Any regulatory change or increase in stakeholder scrutiny brings with it new risks and opportunities, according to Tanya Kerkvliet, KPMG’s director of ESG, Climate Change & Sustainability. Boards must therefore balance ESG ambition with measurable performance.
“In the past five years, we saw companies rush to set sustainability targets like net zero emissions, but those targets are often far into the future and dependent on technological and societal outcomes still in development,” she says.
“We’ve found the most meaningful targets to be just the right balance between stretch and achievable.

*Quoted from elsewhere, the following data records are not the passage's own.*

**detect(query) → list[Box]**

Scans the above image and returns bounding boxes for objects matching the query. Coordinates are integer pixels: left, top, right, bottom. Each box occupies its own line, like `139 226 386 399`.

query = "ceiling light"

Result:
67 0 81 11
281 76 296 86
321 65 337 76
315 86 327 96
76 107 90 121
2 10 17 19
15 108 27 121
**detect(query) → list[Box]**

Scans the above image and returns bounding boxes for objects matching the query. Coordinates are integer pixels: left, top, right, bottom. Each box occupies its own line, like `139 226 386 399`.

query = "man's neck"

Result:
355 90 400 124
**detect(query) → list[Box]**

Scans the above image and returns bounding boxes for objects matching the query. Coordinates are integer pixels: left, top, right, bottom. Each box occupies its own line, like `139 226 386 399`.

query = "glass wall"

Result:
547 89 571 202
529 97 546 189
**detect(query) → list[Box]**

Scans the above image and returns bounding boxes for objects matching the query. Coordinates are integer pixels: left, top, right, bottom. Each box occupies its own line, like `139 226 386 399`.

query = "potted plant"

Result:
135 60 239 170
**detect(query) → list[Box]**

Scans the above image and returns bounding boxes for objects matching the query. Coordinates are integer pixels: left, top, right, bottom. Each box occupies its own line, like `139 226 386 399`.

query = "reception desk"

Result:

They are often shorter-term and focused on specific assets or components of the business. Interim milestones are transparent, so performance can be measured and tracked over time — as opposed to longer-term targets, where interim updates are often vague or esoteric.”
She warns that very few boards are proactively conducting governance reviews to understand whether the enterprise-wide governance framework is appropriate.
“This is the quickest way to achieve comfort on governance,” says Kerkvliet.
5. Capital flows
A private capital boom and retreat from public listings will be a key force shaping 2026, according to Stephen Hiscock, executive chair of SG Hiscock & Company.
“We believe the retreat in public listings is a concern,” he says. “They play an incredibly important role in raising capital in a transparent and liquid manner.”
He notes there has been a noticeable reduction both in the quantity of capital raised and the quality. There are several reasons for this, including the increased costs and complexities of listing on the ASX, as well as the drop in number of active investors when compared to the huge growth in index-style funds.
“There are still wonderful companies being created and they still need to raise equity and debt capital — and many of these companies are increasingly choosing to turn to private capital funding,” says Hiscock.
“There is so much private capital washing around the system looking for investment, so they see it as an easier and quicker path. However, investors need to remember the typical investment horizon for private capital investment is five to seven years before they can liquidate, so it is incredibly important investors understand the liquidity issue. And like listed markets, capital can dry up very quickly if market conditions change.”
Practical tips to help you prepare rather than react
“Boards can ensure they have the right governance, data, literacy and risk appetite for fast-paced change in technology by elevating those issues,” says AMP’s Shane Oliver. “Obviously, directors can’t be experts on all of these issues, so make people in the business responsible for them. You could form a subcommittee for ethics or AI and automation, and have them report back on a regular basis.”
“The wealth of materials to read through online about ESG can make it challenging to know where to start,” says KPMG’s Caron Sugars. “Sustainability standard setters such as the International Sustainability Standards Board have free subscription services providing regular email updates on the ESG regulatory landscape. There is also a range of ESG thought leaders on LinkedIn who post regular updates on the ESG landscape, in short-form text that’s easily digestible.”
“Companies need to understand all forms of potential capital flows and diversify their sources of capital as much as possible — and not just sources of equity capital, but also debt — banks, non-banks and private lending,” says Stephen Hiscock.